Roberto Saviano (Vittorio Zunino Celotto/Getty Images)

Il giovanissimo commissario del Pdl in Alto Adige, Alessandro Bertoldi, classe 1994, attivo nelle organizzazioni studentesche del partito dell’ex premier Silvio Berlusconi, ha attaccato in una nota lo scrittore Roberto Saviano: “Visto che lo scrittore sostiene che i trentini e gli altoatesini siano delle persone a cui ‘piace pippare coca’, mi chiedo se non piaccia anche a lui? Anche in questo giorno non ci ha risparmiato i suoi sermoni patetici. Anche in questo giorno ha mancato di rispetto alle nostre forze dell’ordine, rinunci alla scorta, altrimenti chiederemo noi cittadini che il ministero gliela revochi, visto che costa parecchio e fin troppo per un ingrato del genere”.

“Ci sarebbero” – ha proseguito il ragazzo – “una decina di uomini in più a garantire la sicurezza dei cittadini e a lottare contro mafie e droghe. Sono davvero indignato e lo dovrebbero essere tutte le autorità istituzionali e politiche di questa regione. La mia solidarietà personale e politica va ai vertici e agli uomini delle forze dell’ordine della nostra Repubblica”.

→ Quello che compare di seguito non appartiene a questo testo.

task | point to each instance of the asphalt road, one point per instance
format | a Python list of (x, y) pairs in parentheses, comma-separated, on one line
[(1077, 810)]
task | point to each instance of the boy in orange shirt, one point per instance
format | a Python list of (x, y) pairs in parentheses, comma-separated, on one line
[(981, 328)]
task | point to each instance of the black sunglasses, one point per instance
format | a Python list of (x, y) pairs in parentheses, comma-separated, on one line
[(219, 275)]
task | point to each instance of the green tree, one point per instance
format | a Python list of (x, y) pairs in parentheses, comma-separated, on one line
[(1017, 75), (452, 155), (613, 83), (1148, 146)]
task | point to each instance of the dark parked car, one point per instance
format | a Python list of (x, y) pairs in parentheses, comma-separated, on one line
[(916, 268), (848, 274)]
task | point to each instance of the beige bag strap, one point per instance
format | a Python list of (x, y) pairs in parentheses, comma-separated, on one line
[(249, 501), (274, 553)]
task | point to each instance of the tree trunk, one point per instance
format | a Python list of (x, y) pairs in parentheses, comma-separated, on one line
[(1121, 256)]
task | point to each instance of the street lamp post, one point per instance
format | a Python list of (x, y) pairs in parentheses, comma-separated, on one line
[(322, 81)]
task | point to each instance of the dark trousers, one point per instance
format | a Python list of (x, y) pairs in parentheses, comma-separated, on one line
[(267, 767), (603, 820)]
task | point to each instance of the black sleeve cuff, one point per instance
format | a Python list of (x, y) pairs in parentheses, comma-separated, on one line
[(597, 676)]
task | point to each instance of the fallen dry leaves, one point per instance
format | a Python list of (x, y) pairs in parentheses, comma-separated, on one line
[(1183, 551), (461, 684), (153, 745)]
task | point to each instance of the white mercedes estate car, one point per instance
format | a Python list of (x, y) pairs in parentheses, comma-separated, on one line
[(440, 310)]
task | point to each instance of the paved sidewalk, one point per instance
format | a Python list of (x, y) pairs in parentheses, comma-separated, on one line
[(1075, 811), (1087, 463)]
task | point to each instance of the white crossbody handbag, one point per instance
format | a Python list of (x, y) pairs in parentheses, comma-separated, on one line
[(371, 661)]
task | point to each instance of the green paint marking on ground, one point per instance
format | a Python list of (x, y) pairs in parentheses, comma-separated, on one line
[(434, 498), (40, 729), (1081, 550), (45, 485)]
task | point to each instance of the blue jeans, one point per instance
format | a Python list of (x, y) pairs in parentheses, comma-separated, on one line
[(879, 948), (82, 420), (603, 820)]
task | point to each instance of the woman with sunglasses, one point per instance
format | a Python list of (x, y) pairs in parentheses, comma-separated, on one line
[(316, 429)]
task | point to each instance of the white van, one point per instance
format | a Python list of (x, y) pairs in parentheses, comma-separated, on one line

A Bertoldi non sono andate giù alcune frasi pronunciate da Saviano nel corso del suo intervento al Festival dell’Economia di Trento, dove ha presentato la sua ultima fatica letteraria, ‘ZeroZeroZero’: “C’è una vena che porta molta coca in Italia e che passa di qui: l’Autostrada del Brennero, molto poco presidiata, secondo me”. Lo scrittore ha poi elencato una serie di sequestri di sostanze stupefacenti, l’ultimo dei quali a un’organizzazione internazionale “che riempiva di cocaina il Trentino-Alto Adige. Molta restava qui, perché ai trentini piace ‘pippare’ cocaina”.